When I Come Around
Saturday, August 27th, 2005Ist mittlerweile nicht alles zu irgendwas verkommen? Gibt es noch irgendeine Kunst, irgendein Musikstück, irgendein Gedanke, der/die/das noch rein und unverfälscht ist?
Oh, klar, es gibt dieses Blog, meine Bilder, meine eigene kleine Welt, die noch nicht in einer halben Stunde MTV Masters auch dem dümmsten nahegebracht worden ist. Aber darum geht's erst mal nicht, denn wie lange kann es noch dauern, bis ich endweder ganz von der Bildfläche verschwinde oder mir irgendein Martketingfuzi von (AOL) Time Warner anbietet, mein Blog wirklich zu verfilmen oder mich durch eine TV-Show, viel Airplay auf MTVIVA zur “Stimme meiner Generation” machen will und mir ein unschlagbares Angebot macht, am besten mit einer Knarre an meiner Schläfe und/oder der Drohung, sonst den luxemburgischen Geheimdienst/die Scheizergarde/die Musikindustrie (Unzutreffendes bitte streichen!) auf mich zu hetzen und mir das Leben “zur Hölle” zu machen.

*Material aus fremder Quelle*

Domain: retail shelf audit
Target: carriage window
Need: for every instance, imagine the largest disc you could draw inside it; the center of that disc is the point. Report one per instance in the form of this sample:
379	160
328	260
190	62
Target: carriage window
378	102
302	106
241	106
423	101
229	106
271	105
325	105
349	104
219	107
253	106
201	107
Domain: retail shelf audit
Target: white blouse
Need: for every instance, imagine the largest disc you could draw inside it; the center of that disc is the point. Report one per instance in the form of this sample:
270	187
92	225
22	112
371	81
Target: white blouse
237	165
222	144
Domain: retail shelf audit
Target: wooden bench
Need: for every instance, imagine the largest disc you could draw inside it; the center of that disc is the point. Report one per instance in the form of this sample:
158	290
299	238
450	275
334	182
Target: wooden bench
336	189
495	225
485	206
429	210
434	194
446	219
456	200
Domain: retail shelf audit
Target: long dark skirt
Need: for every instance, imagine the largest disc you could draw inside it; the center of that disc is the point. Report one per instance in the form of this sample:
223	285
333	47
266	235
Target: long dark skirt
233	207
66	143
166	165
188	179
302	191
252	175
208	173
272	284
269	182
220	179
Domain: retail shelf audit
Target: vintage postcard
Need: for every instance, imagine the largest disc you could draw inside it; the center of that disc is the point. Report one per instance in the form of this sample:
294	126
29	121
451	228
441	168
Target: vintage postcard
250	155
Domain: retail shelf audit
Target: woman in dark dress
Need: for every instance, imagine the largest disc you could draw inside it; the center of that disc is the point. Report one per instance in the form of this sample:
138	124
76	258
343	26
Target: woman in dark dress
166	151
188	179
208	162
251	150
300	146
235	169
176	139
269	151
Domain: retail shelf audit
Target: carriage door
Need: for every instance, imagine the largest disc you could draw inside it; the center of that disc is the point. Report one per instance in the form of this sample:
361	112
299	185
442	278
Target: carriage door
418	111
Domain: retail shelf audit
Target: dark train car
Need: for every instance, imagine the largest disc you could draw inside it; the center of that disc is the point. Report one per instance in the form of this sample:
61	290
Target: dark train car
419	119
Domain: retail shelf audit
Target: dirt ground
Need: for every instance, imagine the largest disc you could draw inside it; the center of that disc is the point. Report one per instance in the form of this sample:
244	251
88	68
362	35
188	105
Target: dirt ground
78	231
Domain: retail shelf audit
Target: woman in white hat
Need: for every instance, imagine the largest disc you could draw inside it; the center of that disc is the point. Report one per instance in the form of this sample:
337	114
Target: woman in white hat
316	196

Ich könnte natürlich ganz cool antworten, mit 60 Mann Geheimdienstler würde ich schön fertig werden, immerhin hat meine gute Freundin Uma auch verrückte 88 Katana-Kämpfer fertiggemacht, in Kill Bill, Hellebarden würden kein Problem darstellen und die Musikindustrie würde mich eh nie finden. Ausserdem bräuchte meine Generation keine “verfickte” Stimme, weil sie goddamed nochmal überhaupt keinen trockenen Furz zu sagen hätte, ihr ginge es eher darum, zu vermeiden, überhaupt etwas sagen zu müssen. Ob er noch nicht bemerkte habe, dass “meine verfickte Generation” ihre Meinung lieber per SMS kundtue, und zum “SMS-Texter meiner Generation” könne er mich doch mit noch so vielen Shows und noch so viel MTVIVA-Airplay gar nicht hochpushen.
Das würde ich alles eiskalt sagen, und dann würde der Time Warner-Heini seine Knarre eiskalt entsichern und sagen:
“Super. Genau so sollst du auch in deiner Show reden, und die Konsumenten werden dir zu Füßen liegen!”
Er wird “die Konsumenten” sagen. Oder “die hirnverbannten Idioten, die uns ihr Geld zum Hals und zum Arsch reinstecken“, oder “die Kunden“. Auf gar keinen Fall aber wird er “das Publikum” sagen. Nein, das Publikum ist ihm scheißegal. Ihn interessiert nur, wer nachher die tollen Produkte kauft, die die Kreativköpfe bei Time Warner sich ausgedacht haben.
Mit der Knarre im Hinterkopf unterschreibe ich dann Verträge. Alle in 5-facher Ausführung, mit je einer Kopie für den luxemburgischen Geheimdienst. Da werden die Geheimdienstler viel zu lesen haben, denn ich unterschreibe drei Stunden lang Vertäge. Verträge über Fireball-Actionfiguren, Verträge über Fireball-Shows, Fireball-Anti-Pickel-Crems, Verträge über “Fireball: The Motion Picture”.
Und schon bin ich ein Massenmedienprodukt und jeder Teenie im Alter von 11 – 29 in der großen freien westlichen Welt will so sein wie ich. Und “Alternative” war mal alternativ.
Im Untergrund kann man mittlerweile nichts mehr anziehen, weil alles komzerialisiert ist. Nun ist aber nichts mehr komerzialisiert als das Nackt-sein, also zieht man sich ganz normal an und gibt den Kampf gegen das System einfach auf.
Fire hats ja auch getan, und das ist ja eigentlich auch ganz cool so.
Oh, eigentlich wollte ich etwas über meine Gedanken beim Green Day-hören schreiben, aber das hier ist vielleicht sogar besser.